Nyst, Danièle

Balançoire

1942 Liège (Belgium).

From 1983 until 1995, Danièle Nyst worked together with her husband, Jacques Louis. Their work - an amalgam of paintings, drawings, installations and photographs, but primarily video works - continued under the joint name of Danièle and Jacques Louis Nyst. Danièle studied at the Madrid Academy of Fine Arts and produced music programs for the RTBF (Radio Television Belge-Francaise). As a team member, Jacques Louis Nyst now set aside his familiar ’procedure’, which generally speaking had used the video camera to determine given spaces, adding small objects and subsequently questioning their position or role. The duo began building an almost magical video universe, rich in fantasy, using what were then emerging computer and multimedia techniques.

In work that still revolved around codes and language, and subscribing yet further to surrealism, the two constructed narrative labyrinths filled with metaphor, associative detours and ironic transformations. Their deconstructed tales of love between a young woman and a frog (Thérèsa Plane, 1983), or their unworldly sketch of dialogues between characters talking about the setbacks in their hopes to improve the world (J’ai la tête qui tourne, 1984), are characteristic of the Nysts’ well-honed meta-communications. They could be seen as a virtually associative stream, were it not for the fact that images, objects and words continually bring along their own symbolic weight.

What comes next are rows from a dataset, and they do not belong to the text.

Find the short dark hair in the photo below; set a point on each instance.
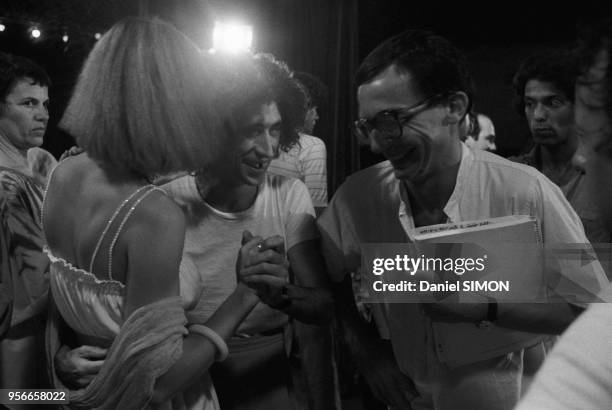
(555, 66)
(436, 65)
(14, 69)
(315, 89)
(261, 79)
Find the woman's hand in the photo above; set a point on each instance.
(264, 268)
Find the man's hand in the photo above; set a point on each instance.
(264, 268)
(76, 368)
(388, 383)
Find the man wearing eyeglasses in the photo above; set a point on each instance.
(413, 93)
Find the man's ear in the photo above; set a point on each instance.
(458, 104)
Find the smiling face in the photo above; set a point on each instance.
(425, 144)
(24, 115)
(549, 113)
(258, 140)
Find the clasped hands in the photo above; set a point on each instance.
(262, 265)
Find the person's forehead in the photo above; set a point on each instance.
(537, 88)
(486, 126)
(25, 87)
(390, 89)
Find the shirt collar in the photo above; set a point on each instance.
(451, 209)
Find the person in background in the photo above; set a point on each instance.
(483, 133)
(23, 266)
(306, 158)
(578, 372)
(544, 97)
(414, 91)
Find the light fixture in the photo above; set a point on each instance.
(232, 37)
(35, 33)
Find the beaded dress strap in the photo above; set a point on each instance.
(110, 222)
(125, 218)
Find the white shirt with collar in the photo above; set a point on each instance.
(369, 207)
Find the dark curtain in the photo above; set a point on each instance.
(320, 37)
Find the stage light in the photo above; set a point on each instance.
(35, 33)
(232, 37)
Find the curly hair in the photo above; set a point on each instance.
(144, 101)
(260, 79)
(16, 68)
(556, 66)
(437, 66)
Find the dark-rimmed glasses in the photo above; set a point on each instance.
(390, 123)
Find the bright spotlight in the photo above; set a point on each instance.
(232, 37)
(35, 33)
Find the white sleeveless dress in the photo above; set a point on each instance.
(93, 307)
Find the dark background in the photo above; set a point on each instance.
(325, 37)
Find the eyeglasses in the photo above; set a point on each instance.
(390, 123)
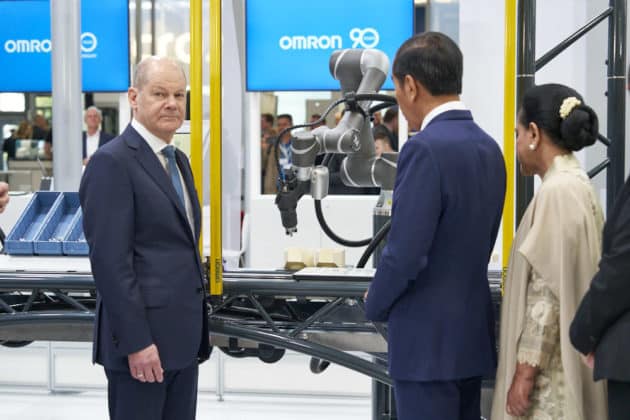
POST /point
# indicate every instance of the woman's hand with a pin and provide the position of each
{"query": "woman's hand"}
(521, 389)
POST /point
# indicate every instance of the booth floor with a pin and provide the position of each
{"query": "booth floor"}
(26, 405)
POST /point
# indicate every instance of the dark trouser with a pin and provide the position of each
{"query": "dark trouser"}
(449, 400)
(618, 400)
(173, 399)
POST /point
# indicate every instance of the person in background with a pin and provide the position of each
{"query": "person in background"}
(431, 283)
(377, 119)
(267, 133)
(270, 185)
(24, 132)
(40, 127)
(93, 137)
(142, 220)
(382, 145)
(4, 196)
(554, 256)
(389, 127)
(601, 327)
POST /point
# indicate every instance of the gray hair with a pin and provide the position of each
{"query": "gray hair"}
(98, 111)
(141, 75)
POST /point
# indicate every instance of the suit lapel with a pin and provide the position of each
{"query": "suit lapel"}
(184, 168)
(151, 164)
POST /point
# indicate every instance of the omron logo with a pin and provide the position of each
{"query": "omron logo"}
(21, 46)
(361, 38)
(89, 42)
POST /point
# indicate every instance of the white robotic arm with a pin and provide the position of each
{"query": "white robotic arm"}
(361, 74)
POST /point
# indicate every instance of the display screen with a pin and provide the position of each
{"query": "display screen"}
(289, 42)
(25, 46)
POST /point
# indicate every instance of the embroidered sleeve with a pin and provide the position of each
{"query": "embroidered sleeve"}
(541, 334)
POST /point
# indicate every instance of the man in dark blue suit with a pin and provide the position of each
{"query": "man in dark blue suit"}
(431, 284)
(93, 137)
(142, 222)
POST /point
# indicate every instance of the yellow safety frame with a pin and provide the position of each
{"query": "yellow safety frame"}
(196, 129)
(509, 106)
(216, 250)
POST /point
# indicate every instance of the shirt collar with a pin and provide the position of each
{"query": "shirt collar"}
(155, 143)
(440, 109)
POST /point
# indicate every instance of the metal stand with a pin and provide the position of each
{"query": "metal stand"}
(528, 65)
(383, 404)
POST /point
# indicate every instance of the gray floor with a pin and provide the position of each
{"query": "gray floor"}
(27, 405)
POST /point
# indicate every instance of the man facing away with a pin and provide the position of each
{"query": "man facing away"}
(93, 137)
(431, 283)
(142, 222)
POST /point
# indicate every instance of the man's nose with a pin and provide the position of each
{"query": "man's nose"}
(171, 100)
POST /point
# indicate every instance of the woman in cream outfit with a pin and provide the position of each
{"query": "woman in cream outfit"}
(554, 256)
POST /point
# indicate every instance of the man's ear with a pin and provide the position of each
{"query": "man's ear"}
(410, 88)
(132, 96)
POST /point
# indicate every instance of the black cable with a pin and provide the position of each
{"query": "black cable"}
(331, 234)
(380, 235)
(379, 107)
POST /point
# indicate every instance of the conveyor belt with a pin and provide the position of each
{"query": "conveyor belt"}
(261, 314)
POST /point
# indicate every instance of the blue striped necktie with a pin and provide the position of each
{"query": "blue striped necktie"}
(171, 165)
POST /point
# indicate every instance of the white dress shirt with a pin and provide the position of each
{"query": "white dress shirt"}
(447, 106)
(91, 143)
(157, 144)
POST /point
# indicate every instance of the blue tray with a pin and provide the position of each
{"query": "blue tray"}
(30, 223)
(74, 243)
(57, 225)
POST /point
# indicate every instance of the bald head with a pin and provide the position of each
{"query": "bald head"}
(147, 67)
(158, 96)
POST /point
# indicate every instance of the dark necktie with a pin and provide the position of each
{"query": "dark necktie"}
(171, 166)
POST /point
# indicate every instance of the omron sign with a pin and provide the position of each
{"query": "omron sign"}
(25, 49)
(289, 44)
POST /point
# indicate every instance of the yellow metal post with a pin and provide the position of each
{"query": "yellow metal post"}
(196, 104)
(216, 265)
(509, 107)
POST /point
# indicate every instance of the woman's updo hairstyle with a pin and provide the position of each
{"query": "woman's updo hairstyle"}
(560, 112)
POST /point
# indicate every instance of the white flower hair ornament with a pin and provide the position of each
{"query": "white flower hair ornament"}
(568, 105)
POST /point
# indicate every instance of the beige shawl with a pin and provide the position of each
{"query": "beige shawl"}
(559, 237)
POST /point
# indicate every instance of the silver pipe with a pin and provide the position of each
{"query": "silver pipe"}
(66, 93)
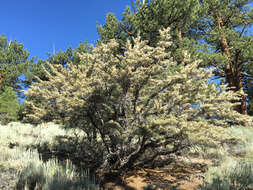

Still further motivated by codes, legends and fairy tales, in their later works, Jacques Louis and Danièle Nyst sometimes even appeared as Professor Codca and Thérèsa Plane, producing elegant, intellectual discourses that vacillate between visual, written and verbal conventions and codes. These are discursive journeys to a source, to the functions of image and language, laden with autobiographical, cinemagraphic and semiotic references.

The work of Danièle and Jacques Louis Nyst, like the solo work of Jacques Louis Nyst, is a remarkable example for their generation of video artists. Their work has been shown at art events of world renown, including Documenta 8 (1987) in Kassel and the São Paulo Biennial in Brazil, in widespread exhibitions and video festivals, including those held by the Stedelijk Museum in Amsterdam, the International Festival of Video in Tokyo, the Museum of Modern Art in New York and the Centre Georges Pompidou in Paris.